The flow rate of the source gas at the maximum flow velocity passes near the wafer, and the boundary layer of the gas near the wafer becomes thin. The diffusion allows the gas components to easily reach the wafer. Therefore, the consumption efficiency of the raw material gas is increased, and the thin film formation speed is increased.

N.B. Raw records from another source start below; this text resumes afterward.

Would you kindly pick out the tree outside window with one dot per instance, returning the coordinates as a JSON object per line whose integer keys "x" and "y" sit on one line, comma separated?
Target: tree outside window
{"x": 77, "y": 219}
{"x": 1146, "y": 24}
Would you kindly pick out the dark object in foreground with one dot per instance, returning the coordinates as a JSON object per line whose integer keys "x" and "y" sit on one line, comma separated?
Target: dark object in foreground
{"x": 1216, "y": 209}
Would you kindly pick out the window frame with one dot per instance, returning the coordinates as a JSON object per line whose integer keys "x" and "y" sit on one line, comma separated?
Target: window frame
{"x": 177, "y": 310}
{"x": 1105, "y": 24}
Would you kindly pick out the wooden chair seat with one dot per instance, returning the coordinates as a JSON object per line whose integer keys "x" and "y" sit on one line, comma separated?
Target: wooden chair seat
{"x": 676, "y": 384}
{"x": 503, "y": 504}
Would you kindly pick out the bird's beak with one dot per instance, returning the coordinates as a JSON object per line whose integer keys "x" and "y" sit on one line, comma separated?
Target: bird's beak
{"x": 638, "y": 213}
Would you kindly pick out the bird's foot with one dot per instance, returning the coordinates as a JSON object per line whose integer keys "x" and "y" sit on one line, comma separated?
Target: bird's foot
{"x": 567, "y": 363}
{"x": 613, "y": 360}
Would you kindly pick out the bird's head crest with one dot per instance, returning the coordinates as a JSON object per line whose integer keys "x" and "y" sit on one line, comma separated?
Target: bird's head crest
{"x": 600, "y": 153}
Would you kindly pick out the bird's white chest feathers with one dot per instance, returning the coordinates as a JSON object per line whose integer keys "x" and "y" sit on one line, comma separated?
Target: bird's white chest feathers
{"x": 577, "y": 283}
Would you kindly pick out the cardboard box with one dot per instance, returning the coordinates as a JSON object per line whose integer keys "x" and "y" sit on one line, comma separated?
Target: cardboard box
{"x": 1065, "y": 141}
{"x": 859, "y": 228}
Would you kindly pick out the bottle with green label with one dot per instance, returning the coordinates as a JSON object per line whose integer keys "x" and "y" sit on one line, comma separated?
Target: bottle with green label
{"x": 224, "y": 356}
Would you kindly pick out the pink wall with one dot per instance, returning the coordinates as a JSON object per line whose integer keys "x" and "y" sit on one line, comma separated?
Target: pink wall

[Brief description of drawings]

FIG. 1 is a schematic vertical sectional view of a thin film forming apparatus of the present invention. FIG. 2 is an enlarged cross-sectional view for explaining the flow of maximum flow velocity in FIG. FIG. 3 is a schematic vertical sectional view of a thin film forming apparatus according to a conventional example. FIG. 4 is an enlarged cross-sectional view on one side for explaining the flow of maximum flow velocity in FIG. FIG. 5 is a diagram showing the thickness of the boundary layer in the case where the portion having the maximum linear flow velocity is biased near one wall in the flow path partitioned by the wall. FIG. 6 is a layout drawing when the extension of the flow having the maximum flow velocity passes through the midpoint R of the wafer. FIG. 7 is a layout drawing when the extension of the flow having the maximum flow velocity passes through the upper end G of the wafer. Figure 8 shows that the maximum flow velocity is 3 cm from the top of the wafer.
The layout drawing when passing through the upper point L. 1 ... Flow channel 2 ... Susceptor 3 ... Chamber 4 ... Inlet port 5 ... Wafer 6 ... Shaft

 ─────────────────────────────────────────────────── ─── Continuation of the front page (72) Koichi Kamon 1-1-1 Kunyokita, Itami City, Hyogo Prefecture Sumitomo Electric Industries, Ltd. Itami Works (72) Tadayuki Okubo 1-Kunyo Kita, Itami City, Hyogo Prefecture No. 1-1 Sumitomo Electric Industries, Ltd. Itami Works (72) Inventor Hideyuki Doi 1-1-1 Kunyokita, Itami City, Hyogo Prefecture Sumitomo Electric Industries Itami Works (56) Reference JP-A-2-146725 (JP, A) JP-A 64-17423 (JP, A) Actual development 63-124735 (JP, U) JP 59-48789 (JP, B2)

Claims (2)

[Scope of utility model registration request] 1. A vertically long chamber 3 having an inlet 4 for introducing a raw material gas into the upper portion of the chamber 3, which can be evacuated to a vacuum, and a plurality of wafers 5 can be mounted on the side periphery of the chamber 3. Susceptor 2 and susceptor 2 in chamber 3
And a flow channel 1 for guiding the flow of the raw material gas to the side circumference of the susceptor, and the wall surface of the chamber 3 is outward at a point E below the boundary point F between the susceptor 2 and the flow channel 1. The susceptor 2 spreads at an angle α, and the susceptor 2 has a shape of a truncated cone or a truncated pyramid which is narrow at the upper side and wide at the lower side so as to form an inclination angle β. Line segment R determined by the midpoint R of the mounting surface and the point L 3 cm above the upper edge G of the wafer mounting surface
L is cut, and 0 <α <45 °, 0 <β
Thin film forming equipment characterized by being <45 °. 2. When the distance between the susceptor and the chamber wall at the upper and lower ends of the susceptor 2 is D and d, D> d and α <β, 3 ° <β <15 °. The thin film forming apparatus according to claim 1.